Para ahli gunung di Jepang pun mengakui sistem untuk emergency management di Indonesia. Sistim emergency management di Indonesia dinilai lebih kuat dibanding Jepang.
“Dalam menghadapi bencana Jepang cepat karena sudah tertata dan tahu tugasnya. Namun, mereka tidak pernah membayangkan bagaimana saat erupsi Merapi ada 500 ribu orang mengungsi, dan Indonesia mampu mengurusi pengungsi sebesar itu,” katanya.
Oleh karena itu, dengan pengalaman yang lebih banyak dimiliki, Indonesia seharusnya lebih percaya diri. Hal ini tentu menjadi peluang bagi peneliti agar prospek dan peluangnya lebih bisa di tingkatkan lagi.
Hal serupa disampaikan Wakil Rektor Bidang Kerja Sama dan Alumni UGM, Dr.
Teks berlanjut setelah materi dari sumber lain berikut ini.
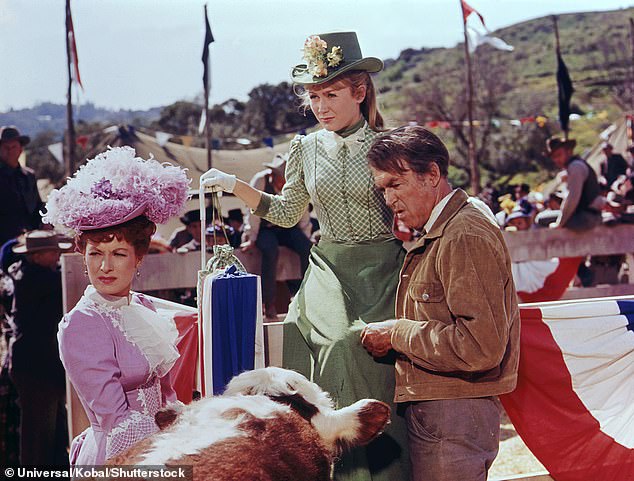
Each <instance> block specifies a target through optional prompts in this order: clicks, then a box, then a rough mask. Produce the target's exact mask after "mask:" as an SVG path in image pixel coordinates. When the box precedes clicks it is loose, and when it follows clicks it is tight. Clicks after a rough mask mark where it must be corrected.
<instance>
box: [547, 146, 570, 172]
mask: <svg viewBox="0 0 634 481" xmlns="http://www.w3.org/2000/svg"><path fill="white" fill-rule="evenodd" d="M570 157H572V150H571V149H568V148H565V147H560V148H558V149H555V150H553V151H552V152H551V153H550V158H551V159H553V162H554V163H555V165H556V166H557V167H559V168H560V169H561V168H563V167H565V166H566V163H567V162H568V159H570Z"/></svg>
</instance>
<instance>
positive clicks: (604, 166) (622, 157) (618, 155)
mask: <svg viewBox="0 0 634 481" xmlns="http://www.w3.org/2000/svg"><path fill="white" fill-rule="evenodd" d="M601 147H602V150H603V154H604V155H605V162H602V163H601V175H603V177H605V180H606V182H607V183H608V187H612V184H613V183H614V181H615V180H616V179H618V177H619V175H625V174H626V173H627V169H628V167H629V165H628V164H627V161H626V160H625V158H624V157H623V156H622V155H621V154H616V153H614V147H613V146H612V144H610V143H609V142H604V143H603V145H602V146H601Z"/></svg>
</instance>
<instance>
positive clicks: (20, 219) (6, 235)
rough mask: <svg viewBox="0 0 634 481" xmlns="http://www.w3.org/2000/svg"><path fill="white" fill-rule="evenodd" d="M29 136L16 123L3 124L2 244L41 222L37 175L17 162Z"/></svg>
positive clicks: (2, 178)
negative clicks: (23, 131) (22, 166)
mask: <svg viewBox="0 0 634 481" xmlns="http://www.w3.org/2000/svg"><path fill="white" fill-rule="evenodd" d="M30 140H31V139H30V138H29V137H28V136H26V135H20V132H19V131H18V129H17V128H15V127H13V126H9V127H2V128H0V245H2V244H4V243H5V242H6V241H8V240H10V239H13V238H15V237H17V236H18V235H20V234H21V233H22V232H24V231H25V230H32V229H37V228H38V227H40V225H41V223H42V218H41V216H40V211H41V210H42V208H43V207H44V204H43V203H42V199H41V198H40V193H39V192H38V190H37V182H36V180H35V175H33V171H32V170H31V169H29V168H27V167H22V166H21V165H20V163H19V162H18V159H19V158H20V155H21V154H22V151H23V149H24V146H25V145H26V144H28V143H29V142H30Z"/></svg>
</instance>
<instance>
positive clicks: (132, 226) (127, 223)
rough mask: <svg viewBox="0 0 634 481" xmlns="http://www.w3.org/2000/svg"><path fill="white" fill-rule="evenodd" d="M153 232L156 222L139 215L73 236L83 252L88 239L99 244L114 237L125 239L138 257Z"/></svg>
mask: <svg viewBox="0 0 634 481" xmlns="http://www.w3.org/2000/svg"><path fill="white" fill-rule="evenodd" d="M155 232H156V224H155V223H154V222H152V221H150V220H148V218H147V217H145V216H143V215H141V216H139V217H135V218H134V219H132V220H129V221H128V222H125V223H123V224H119V225H114V226H112V227H105V228H103V229H95V230H86V231H81V232H79V234H77V235H76V236H75V248H76V250H77V251H79V252H81V253H82V254H85V253H86V244H87V243H88V241H90V242H93V243H95V244H100V243H102V242H112V241H113V240H114V239H117V240H119V241H121V240H125V241H126V242H128V243H129V244H131V245H132V247H134V253H135V255H136V256H137V258H139V259H140V258H142V257H143V256H145V254H147V252H148V250H149V248H150V241H151V239H152V235H154V233H155Z"/></svg>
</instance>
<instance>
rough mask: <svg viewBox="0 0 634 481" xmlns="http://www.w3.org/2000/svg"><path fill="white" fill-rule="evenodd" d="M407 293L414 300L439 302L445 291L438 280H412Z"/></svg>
mask: <svg viewBox="0 0 634 481" xmlns="http://www.w3.org/2000/svg"><path fill="white" fill-rule="evenodd" d="M408 295H409V297H410V298H411V299H412V300H413V301H415V302H441V301H442V300H443V299H444V298H445V291H444V289H443V288H442V284H440V283H439V282H413V283H412V284H410V286H409V288H408Z"/></svg>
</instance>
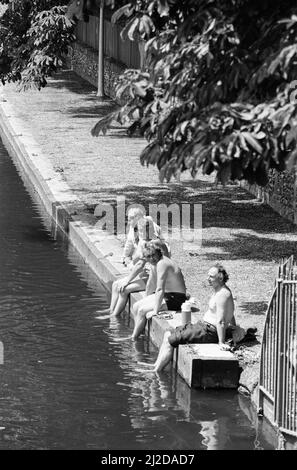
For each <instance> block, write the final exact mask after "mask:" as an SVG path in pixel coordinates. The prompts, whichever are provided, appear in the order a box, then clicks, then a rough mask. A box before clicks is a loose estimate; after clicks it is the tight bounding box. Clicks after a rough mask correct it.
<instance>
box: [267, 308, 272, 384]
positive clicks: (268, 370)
mask: <svg viewBox="0 0 297 470" xmlns="http://www.w3.org/2000/svg"><path fill="white" fill-rule="evenodd" d="M267 320H268V322H267V332H268V342H267V387H266V388H267V390H269V393H271V370H272V338H271V335H272V331H271V307H270V308H269V315H268V319H267Z"/></svg>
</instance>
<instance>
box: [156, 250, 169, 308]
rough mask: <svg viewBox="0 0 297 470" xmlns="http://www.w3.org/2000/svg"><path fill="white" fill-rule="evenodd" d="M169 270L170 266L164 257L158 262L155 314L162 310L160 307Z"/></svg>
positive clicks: (161, 303) (156, 286) (156, 287)
mask: <svg viewBox="0 0 297 470" xmlns="http://www.w3.org/2000/svg"><path fill="white" fill-rule="evenodd" d="M168 270H169V266H168V265H167V263H166V262H165V261H164V260H163V259H162V260H161V261H159V262H158V264H157V286H156V293H155V306H154V315H157V313H158V312H159V311H160V308H161V305H162V302H163V299H164V293H165V284H166V279H167V276H168Z"/></svg>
Paripurna, S.H., M.Hum., LL.M. UGM merasa senang bisa kembali bekerja sama dengan BNP karena dari sini UGM bisa mengembangkan early warning system hingga ke level dunia dan mendapat pengakuan dari ISO. Hal ini tentu menjadi sesuatu yang membanggakan sekaligus memperteguh kepercayaan diri.
“Kemajuan, inovasi maupun teknologi bisa cepat berkembang kalau kita bekerja sama, baik dengan pemerintah maupun dunia industri, masyarakat,” katanya. (Humas UGM/ Agung; foto: Bani)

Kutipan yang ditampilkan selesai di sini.